Nelle pareti che ingoiavano violenza si dava i pugni sul cuore, tacito eroe di cui nessuno sapeva, senza terra e genitori, Dio non ti guardava un granché, credevi, ti chiamavi Er, chissà perché, eri una parte dell’amore che mancava al mondo, paladino testardo, sei stato come l’auriga con un cavallo bianco e uno nero per fin troppo tempo, candido manifesto invisibile di sentimenti nobili.

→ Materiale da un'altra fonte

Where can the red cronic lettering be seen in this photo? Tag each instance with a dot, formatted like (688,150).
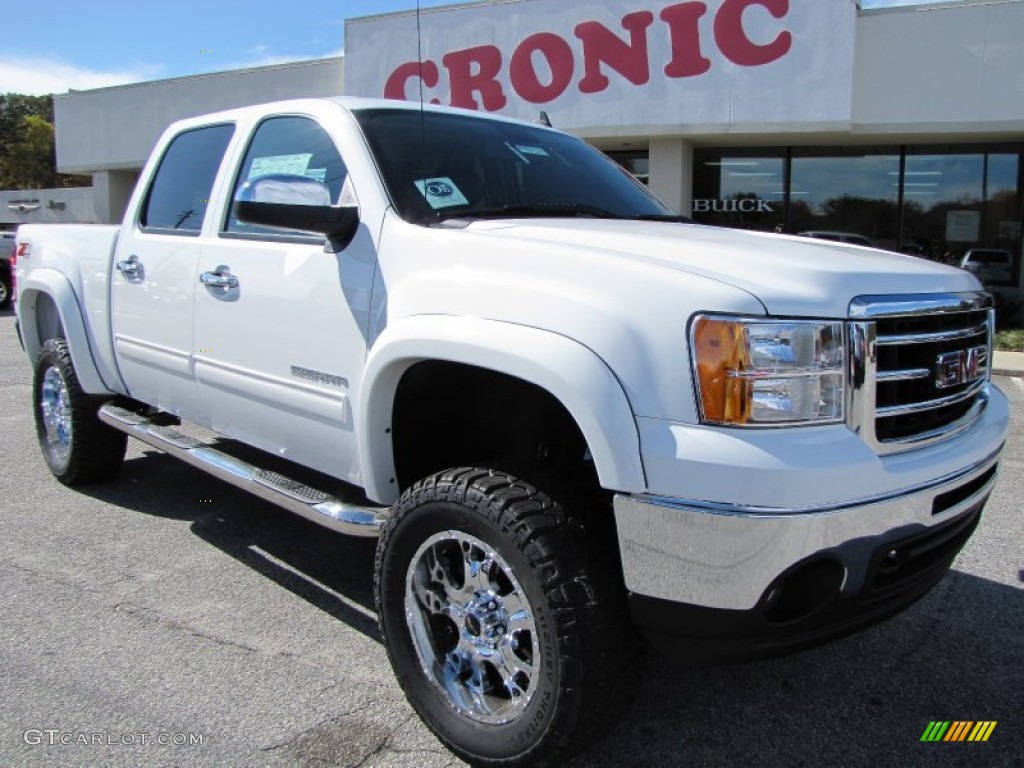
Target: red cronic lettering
(732,38)
(475,71)
(523,75)
(683,20)
(427,73)
(601,45)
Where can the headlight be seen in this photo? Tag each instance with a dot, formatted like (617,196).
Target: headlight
(758,373)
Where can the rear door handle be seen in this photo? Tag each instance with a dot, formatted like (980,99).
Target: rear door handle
(219,278)
(132,267)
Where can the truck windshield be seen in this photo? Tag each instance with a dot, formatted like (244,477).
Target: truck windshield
(439,166)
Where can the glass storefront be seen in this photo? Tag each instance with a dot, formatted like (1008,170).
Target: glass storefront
(936,201)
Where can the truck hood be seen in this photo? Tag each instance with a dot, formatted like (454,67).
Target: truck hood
(788,274)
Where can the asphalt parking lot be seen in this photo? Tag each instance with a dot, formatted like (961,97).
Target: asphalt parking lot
(167,619)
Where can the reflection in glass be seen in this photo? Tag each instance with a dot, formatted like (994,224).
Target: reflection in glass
(737,188)
(847,190)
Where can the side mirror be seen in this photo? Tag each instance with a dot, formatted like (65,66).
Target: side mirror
(339,224)
(293,202)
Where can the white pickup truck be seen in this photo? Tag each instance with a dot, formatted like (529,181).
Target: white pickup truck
(567,413)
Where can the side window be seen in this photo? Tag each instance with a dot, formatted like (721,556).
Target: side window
(180,189)
(290,160)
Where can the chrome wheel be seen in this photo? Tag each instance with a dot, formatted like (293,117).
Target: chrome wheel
(54,401)
(472,627)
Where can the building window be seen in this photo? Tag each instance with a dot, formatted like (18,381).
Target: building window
(845,193)
(935,201)
(743,188)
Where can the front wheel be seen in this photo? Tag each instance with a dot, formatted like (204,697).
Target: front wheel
(77,445)
(504,617)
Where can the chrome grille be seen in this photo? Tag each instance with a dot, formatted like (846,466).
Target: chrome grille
(919,367)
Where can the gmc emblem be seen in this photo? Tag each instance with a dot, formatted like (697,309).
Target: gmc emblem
(962,367)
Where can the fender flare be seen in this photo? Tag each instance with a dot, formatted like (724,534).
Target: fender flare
(571,373)
(55,286)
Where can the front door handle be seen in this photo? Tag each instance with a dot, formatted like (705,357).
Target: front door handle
(219,278)
(132,267)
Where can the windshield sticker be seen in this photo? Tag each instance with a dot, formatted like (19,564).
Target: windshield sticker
(291,164)
(527,150)
(440,193)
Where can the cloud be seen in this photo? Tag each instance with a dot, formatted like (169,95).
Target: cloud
(42,75)
(260,56)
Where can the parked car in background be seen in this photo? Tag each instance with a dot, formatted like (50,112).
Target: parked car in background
(6,256)
(987,264)
(851,238)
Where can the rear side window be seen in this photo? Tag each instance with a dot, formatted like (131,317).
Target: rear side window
(179,194)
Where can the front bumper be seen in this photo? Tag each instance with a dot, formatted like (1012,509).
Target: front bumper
(730,582)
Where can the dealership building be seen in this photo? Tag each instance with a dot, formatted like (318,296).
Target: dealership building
(902,125)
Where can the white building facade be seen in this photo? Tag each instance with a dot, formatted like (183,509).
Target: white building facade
(904,125)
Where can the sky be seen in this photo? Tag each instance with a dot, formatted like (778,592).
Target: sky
(65,45)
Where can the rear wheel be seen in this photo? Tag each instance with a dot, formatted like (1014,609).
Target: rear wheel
(78,446)
(504,619)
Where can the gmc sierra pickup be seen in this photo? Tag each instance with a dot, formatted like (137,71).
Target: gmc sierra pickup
(567,413)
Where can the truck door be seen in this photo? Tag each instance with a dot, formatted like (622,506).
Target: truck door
(154,283)
(281,324)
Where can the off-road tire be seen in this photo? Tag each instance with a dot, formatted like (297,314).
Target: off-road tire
(591,656)
(93,451)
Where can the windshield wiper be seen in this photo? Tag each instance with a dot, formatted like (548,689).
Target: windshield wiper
(670,217)
(523,211)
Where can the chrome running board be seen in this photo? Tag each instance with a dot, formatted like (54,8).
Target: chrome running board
(308,502)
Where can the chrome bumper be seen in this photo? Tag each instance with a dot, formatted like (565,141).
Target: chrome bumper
(723,556)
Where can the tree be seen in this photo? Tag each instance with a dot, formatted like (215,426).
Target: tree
(28,158)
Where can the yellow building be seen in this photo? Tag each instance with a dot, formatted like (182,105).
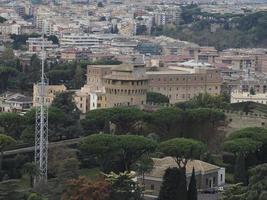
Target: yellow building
(127,85)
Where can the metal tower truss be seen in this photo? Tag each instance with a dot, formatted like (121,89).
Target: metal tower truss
(41,143)
(41,128)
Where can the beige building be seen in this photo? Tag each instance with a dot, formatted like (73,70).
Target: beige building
(50,93)
(206,54)
(112,85)
(207,175)
(183,83)
(244,63)
(127,85)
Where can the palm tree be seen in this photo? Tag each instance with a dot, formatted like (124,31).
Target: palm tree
(31,170)
(5,141)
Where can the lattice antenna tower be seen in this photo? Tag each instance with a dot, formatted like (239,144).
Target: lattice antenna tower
(41,125)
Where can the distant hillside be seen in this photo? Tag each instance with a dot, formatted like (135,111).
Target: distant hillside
(219,30)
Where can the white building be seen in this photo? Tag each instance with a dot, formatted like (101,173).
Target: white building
(35,44)
(15,102)
(80,41)
(238,97)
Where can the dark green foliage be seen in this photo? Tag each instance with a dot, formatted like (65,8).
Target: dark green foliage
(133,147)
(101,146)
(122,150)
(248,145)
(124,118)
(192,188)
(182,150)
(31,170)
(96,121)
(11,124)
(234,192)
(256,189)
(123,187)
(10,190)
(257,186)
(153,97)
(173,186)
(165,121)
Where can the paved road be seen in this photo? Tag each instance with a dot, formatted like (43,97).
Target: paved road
(52,144)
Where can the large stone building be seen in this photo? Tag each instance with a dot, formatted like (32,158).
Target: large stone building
(183,83)
(127,85)
(112,85)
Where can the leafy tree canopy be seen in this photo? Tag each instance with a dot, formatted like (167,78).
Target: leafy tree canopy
(182,150)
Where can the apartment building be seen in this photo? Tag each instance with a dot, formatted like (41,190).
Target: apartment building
(183,83)
(246,64)
(258,55)
(206,54)
(35,44)
(15,102)
(238,97)
(79,41)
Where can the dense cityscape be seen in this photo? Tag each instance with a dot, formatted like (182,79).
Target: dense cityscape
(133,100)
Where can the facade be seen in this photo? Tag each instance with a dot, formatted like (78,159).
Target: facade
(207,175)
(50,93)
(127,85)
(79,41)
(15,102)
(183,83)
(238,97)
(74,54)
(246,64)
(35,44)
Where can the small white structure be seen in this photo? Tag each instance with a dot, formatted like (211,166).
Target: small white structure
(238,97)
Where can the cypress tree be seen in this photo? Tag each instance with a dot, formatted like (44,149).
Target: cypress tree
(173,186)
(192,188)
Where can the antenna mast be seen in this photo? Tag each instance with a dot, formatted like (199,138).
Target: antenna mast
(41,126)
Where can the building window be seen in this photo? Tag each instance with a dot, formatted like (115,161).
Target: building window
(152,187)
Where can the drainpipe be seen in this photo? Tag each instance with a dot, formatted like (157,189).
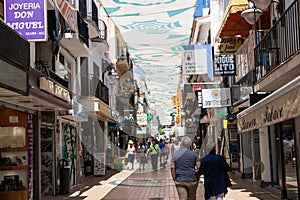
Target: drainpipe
(196,33)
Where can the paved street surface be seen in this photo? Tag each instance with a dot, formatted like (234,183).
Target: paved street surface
(155,185)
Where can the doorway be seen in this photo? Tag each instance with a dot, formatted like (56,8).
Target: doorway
(287,131)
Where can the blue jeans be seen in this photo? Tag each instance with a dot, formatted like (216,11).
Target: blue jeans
(154,161)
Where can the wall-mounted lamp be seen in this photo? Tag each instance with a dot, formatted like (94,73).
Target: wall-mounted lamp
(262,4)
(251,15)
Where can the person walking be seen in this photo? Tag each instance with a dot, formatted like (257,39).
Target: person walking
(154,153)
(141,156)
(162,150)
(184,166)
(175,146)
(213,167)
(131,154)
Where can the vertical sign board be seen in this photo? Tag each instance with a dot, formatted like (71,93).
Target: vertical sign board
(224,65)
(216,97)
(193,59)
(99,165)
(27,17)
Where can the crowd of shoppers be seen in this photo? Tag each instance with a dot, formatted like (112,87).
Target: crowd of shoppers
(186,166)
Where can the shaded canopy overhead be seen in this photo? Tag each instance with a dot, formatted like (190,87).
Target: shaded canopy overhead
(234,24)
(154,32)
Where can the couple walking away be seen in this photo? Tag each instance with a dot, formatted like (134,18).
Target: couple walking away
(186,168)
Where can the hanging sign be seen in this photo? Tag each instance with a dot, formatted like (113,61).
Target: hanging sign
(28,18)
(224,65)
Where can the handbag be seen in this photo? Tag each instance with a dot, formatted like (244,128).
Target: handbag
(225,175)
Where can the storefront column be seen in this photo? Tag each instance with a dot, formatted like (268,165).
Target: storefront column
(265,155)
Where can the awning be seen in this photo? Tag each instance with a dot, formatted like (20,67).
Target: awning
(69,13)
(233,24)
(279,106)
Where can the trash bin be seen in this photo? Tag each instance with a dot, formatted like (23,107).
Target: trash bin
(64,177)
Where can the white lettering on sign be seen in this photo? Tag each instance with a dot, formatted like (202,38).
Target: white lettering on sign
(24,6)
(54,89)
(224,64)
(26,25)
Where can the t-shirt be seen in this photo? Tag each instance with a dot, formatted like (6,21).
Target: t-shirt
(154,149)
(162,147)
(185,162)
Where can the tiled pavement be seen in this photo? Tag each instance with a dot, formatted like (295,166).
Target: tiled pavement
(155,185)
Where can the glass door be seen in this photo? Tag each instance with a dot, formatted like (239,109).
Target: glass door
(288,134)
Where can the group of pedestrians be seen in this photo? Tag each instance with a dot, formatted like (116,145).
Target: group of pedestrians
(186,168)
(155,151)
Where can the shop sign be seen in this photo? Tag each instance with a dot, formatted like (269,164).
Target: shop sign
(54,89)
(69,13)
(224,65)
(216,97)
(228,44)
(193,62)
(99,165)
(142,119)
(28,18)
(141,130)
(197,87)
(80,111)
(199,98)
(270,112)
(232,125)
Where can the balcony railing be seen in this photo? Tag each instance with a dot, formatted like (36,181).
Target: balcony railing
(100,91)
(281,42)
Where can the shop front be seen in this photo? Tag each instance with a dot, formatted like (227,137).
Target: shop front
(272,128)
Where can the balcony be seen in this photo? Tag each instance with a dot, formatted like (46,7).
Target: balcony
(277,54)
(99,39)
(101,92)
(77,42)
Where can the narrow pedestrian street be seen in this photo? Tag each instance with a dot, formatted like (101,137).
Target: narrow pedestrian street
(156,185)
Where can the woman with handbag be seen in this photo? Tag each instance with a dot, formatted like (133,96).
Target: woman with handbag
(130,154)
(213,167)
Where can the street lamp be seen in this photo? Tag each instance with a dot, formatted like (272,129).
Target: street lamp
(251,14)
(262,4)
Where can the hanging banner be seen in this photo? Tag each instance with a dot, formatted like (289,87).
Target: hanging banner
(28,18)
(99,165)
(216,97)
(193,62)
(227,45)
(224,65)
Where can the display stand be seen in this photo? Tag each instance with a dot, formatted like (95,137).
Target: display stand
(13,163)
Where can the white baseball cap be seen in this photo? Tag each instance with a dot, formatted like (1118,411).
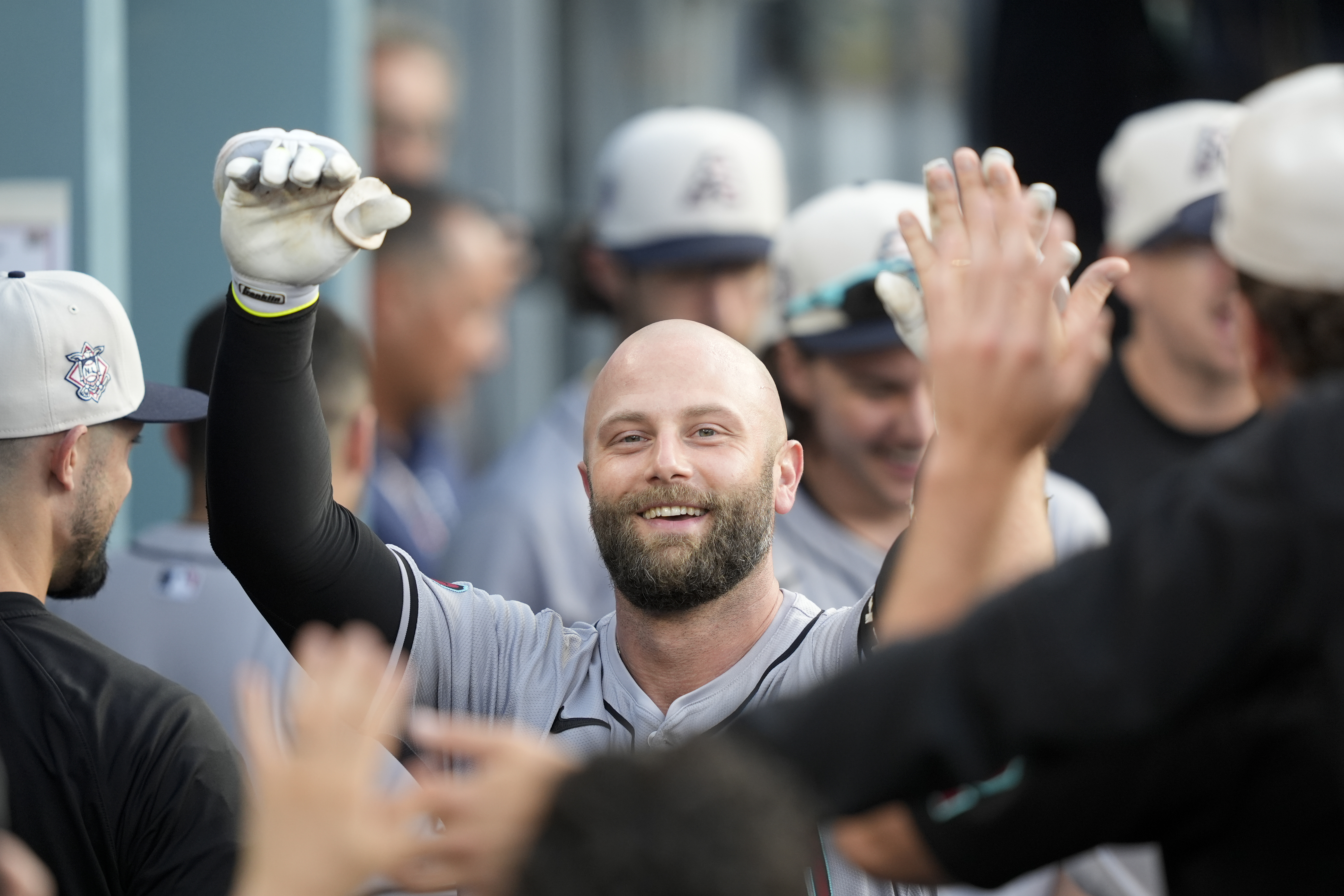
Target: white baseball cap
(828,254)
(69,358)
(690,186)
(1163,171)
(1283,216)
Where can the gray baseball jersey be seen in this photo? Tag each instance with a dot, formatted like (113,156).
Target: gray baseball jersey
(478,653)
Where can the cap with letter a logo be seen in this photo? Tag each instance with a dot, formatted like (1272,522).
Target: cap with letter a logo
(69,358)
(1283,217)
(689,187)
(1163,173)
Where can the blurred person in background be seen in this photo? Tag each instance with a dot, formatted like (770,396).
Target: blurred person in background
(441,289)
(1202,647)
(170,604)
(689,202)
(857,398)
(413,92)
(1179,382)
(120,780)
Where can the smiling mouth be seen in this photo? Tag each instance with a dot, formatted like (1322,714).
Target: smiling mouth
(675,512)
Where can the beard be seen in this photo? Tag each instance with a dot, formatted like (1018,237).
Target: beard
(671,573)
(82,569)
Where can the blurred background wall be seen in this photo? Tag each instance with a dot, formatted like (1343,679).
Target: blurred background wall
(127,103)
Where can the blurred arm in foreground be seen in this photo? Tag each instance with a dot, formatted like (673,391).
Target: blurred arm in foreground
(515,816)
(1006,369)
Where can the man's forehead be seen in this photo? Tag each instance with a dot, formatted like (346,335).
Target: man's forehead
(652,409)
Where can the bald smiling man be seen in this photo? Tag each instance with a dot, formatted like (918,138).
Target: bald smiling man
(686,463)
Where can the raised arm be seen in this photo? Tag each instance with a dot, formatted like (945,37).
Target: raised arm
(299,555)
(1006,366)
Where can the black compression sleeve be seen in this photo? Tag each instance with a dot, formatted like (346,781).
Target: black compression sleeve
(299,555)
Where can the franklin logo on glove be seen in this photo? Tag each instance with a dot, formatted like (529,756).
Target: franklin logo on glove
(275,299)
(292,213)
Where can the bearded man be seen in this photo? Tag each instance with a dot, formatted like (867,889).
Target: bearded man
(686,463)
(119,780)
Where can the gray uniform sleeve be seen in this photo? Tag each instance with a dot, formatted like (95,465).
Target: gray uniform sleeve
(482,655)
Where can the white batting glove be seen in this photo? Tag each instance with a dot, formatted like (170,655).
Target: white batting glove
(292,213)
(901,296)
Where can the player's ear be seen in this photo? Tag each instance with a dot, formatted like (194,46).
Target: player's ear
(68,455)
(588,487)
(789,465)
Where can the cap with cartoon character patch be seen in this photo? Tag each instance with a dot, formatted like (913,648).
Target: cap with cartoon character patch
(69,358)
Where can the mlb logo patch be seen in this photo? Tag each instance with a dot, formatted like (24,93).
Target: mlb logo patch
(89,373)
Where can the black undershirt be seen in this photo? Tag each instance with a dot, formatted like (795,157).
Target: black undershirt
(299,555)
(1117,445)
(120,781)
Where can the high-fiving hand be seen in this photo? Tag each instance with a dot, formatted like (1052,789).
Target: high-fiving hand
(1006,366)
(294,211)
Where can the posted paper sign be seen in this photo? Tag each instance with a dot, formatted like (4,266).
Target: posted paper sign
(34,225)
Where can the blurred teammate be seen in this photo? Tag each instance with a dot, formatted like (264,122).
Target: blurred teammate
(689,202)
(1179,383)
(857,398)
(170,604)
(686,460)
(413,92)
(1121,694)
(441,289)
(120,780)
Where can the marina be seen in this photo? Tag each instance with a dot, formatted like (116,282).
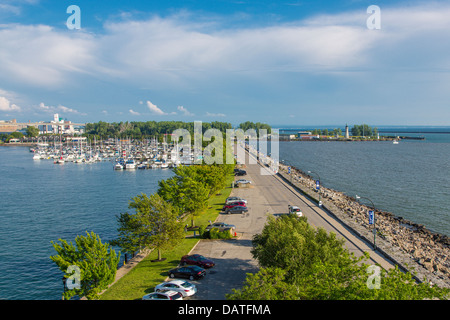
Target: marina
(124,154)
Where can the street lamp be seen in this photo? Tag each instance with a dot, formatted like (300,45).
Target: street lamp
(289,168)
(317,185)
(371,220)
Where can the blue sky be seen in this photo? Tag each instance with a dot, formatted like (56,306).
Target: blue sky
(280,62)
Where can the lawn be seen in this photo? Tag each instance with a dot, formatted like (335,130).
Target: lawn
(143,278)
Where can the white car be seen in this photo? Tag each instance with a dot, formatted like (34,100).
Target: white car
(243,181)
(235,199)
(166,295)
(184,287)
(295,210)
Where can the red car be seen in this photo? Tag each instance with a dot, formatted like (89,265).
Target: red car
(234,204)
(198,260)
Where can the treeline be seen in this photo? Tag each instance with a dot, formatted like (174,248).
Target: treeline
(300,262)
(327,132)
(257,126)
(364,130)
(149,129)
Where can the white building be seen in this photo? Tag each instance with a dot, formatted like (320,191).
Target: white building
(60,126)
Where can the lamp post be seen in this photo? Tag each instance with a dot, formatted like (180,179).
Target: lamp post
(317,185)
(289,169)
(64,279)
(371,220)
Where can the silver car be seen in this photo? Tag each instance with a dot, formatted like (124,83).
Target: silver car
(221,226)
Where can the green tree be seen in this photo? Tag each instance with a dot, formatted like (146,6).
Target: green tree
(32,132)
(299,262)
(97,263)
(186,191)
(154,225)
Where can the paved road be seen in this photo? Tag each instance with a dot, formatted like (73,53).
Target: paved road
(268,194)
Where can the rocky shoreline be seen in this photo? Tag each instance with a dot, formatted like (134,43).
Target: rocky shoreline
(415,248)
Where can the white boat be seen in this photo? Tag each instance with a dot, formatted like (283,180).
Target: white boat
(130,164)
(59,161)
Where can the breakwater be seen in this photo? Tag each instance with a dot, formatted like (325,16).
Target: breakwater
(415,248)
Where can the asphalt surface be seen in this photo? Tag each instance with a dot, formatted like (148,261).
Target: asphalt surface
(267,195)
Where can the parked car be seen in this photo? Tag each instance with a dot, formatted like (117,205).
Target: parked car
(240,172)
(221,226)
(236,209)
(295,210)
(184,287)
(234,199)
(167,295)
(243,181)
(190,272)
(197,259)
(234,204)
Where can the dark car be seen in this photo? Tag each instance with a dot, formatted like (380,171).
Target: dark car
(197,259)
(233,204)
(222,226)
(190,272)
(236,209)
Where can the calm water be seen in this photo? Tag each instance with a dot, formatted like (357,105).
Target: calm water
(42,202)
(411,179)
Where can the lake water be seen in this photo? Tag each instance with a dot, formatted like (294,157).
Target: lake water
(410,179)
(42,202)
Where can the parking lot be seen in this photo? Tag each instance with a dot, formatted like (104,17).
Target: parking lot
(232,257)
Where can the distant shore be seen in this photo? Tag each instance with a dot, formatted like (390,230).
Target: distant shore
(415,248)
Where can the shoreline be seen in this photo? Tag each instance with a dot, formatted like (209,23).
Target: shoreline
(415,248)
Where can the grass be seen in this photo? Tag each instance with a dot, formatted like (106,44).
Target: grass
(143,278)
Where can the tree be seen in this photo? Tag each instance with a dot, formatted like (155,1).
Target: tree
(95,261)
(32,132)
(186,191)
(154,225)
(299,262)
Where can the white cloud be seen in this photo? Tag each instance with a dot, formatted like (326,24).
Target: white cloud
(170,50)
(134,113)
(7,106)
(155,110)
(185,111)
(208,114)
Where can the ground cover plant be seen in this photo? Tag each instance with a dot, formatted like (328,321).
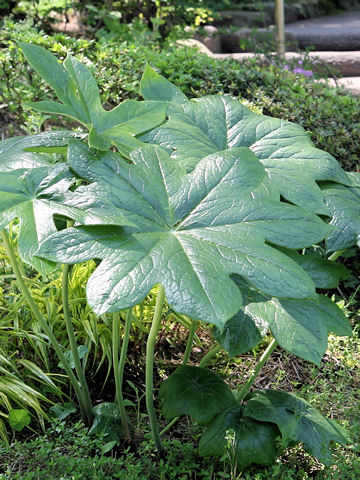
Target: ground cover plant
(203,201)
(329,115)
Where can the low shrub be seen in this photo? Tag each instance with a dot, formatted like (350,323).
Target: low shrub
(330,115)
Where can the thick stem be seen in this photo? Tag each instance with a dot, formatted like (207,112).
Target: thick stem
(41,320)
(73,346)
(190,341)
(149,378)
(264,357)
(334,256)
(211,353)
(118,366)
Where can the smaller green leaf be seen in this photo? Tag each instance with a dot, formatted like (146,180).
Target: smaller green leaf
(344,204)
(256,442)
(239,334)
(108,446)
(53,107)
(107,422)
(213,441)
(195,391)
(19,418)
(49,68)
(23,152)
(82,351)
(334,318)
(154,86)
(63,410)
(324,273)
(297,420)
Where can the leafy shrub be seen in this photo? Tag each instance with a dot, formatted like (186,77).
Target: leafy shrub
(331,116)
(212,211)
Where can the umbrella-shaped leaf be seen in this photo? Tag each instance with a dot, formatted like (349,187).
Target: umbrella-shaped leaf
(32,196)
(203,126)
(256,442)
(344,205)
(195,391)
(79,93)
(298,422)
(192,231)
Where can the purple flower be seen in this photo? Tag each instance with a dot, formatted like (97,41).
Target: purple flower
(306,73)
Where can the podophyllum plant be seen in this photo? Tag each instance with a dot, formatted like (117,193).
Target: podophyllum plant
(216,206)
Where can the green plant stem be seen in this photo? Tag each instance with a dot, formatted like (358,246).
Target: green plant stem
(73,346)
(44,325)
(187,353)
(118,366)
(334,256)
(211,353)
(264,357)
(149,374)
(190,341)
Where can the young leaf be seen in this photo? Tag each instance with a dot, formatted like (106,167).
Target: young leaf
(344,205)
(214,123)
(195,391)
(63,410)
(213,441)
(23,152)
(155,87)
(49,68)
(300,326)
(18,418)
(297,420)
(32,196)
(79,93)
(82,351)
(107,422)
(201,227)
(256,443)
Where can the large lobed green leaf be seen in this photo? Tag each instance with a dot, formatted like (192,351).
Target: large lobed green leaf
(344,205)
(299,326)
(191,231)
(203,126)
(77,89)
(34,196)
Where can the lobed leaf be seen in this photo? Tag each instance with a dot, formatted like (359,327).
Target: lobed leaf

Era in uno dei suoi soliti speciali giorni qualunque, nei campi e nei suoi dejavoux, finché il richiamo del suo orecchio non inciampò in un rumore che non era solito sentire e cominciò a guardarsi intorno.


Maledetto o benedetto quel giorno lo sai solo tu. Vedesti un fagottino attorniato da cani affamati, selvatici, rabbiosi, sbavavano, sentisti gemere, era un bambino, perso, rubato, forse solo smarrito, non sapeva di morire, corresti fin là per salvare quel piccolo esserino bianco in mezzo alla terra nera.


Non facevi nessuna paura a quelle bestiacce rognose, ma tu sei qualcosa di più, sei qualcosa che non si spaventa, sei un eroe, sei grande, nero, traboccante di lacrime, ti specchi contro il male del mondo, un bambino salverà in altro bambino, ti bastò guardarli per farli morire.


Lo portasti via ancora sporco, di corsa verso la prima casa, correvi tenendolo con le braccia forti stringendo, sentendoti l’aria partecipe del mondo fischiarti vicino, col caldo del sole, i passi che affondano nell’erba, corresti un infinità, con il fiato nei polmoni grossi come un forcone nel fieno, circondato dalle stelle e dalle farfalle.


Stringevi forte le braccia contro il tuo petto nero, sentendo la tua pelle contro la tua , con le braccia conserte senza vagiti, non c’era più il bambino, ridevano le fate, non c’era mai stato e la vita d’un eroe valeva meno di quella d’un cane.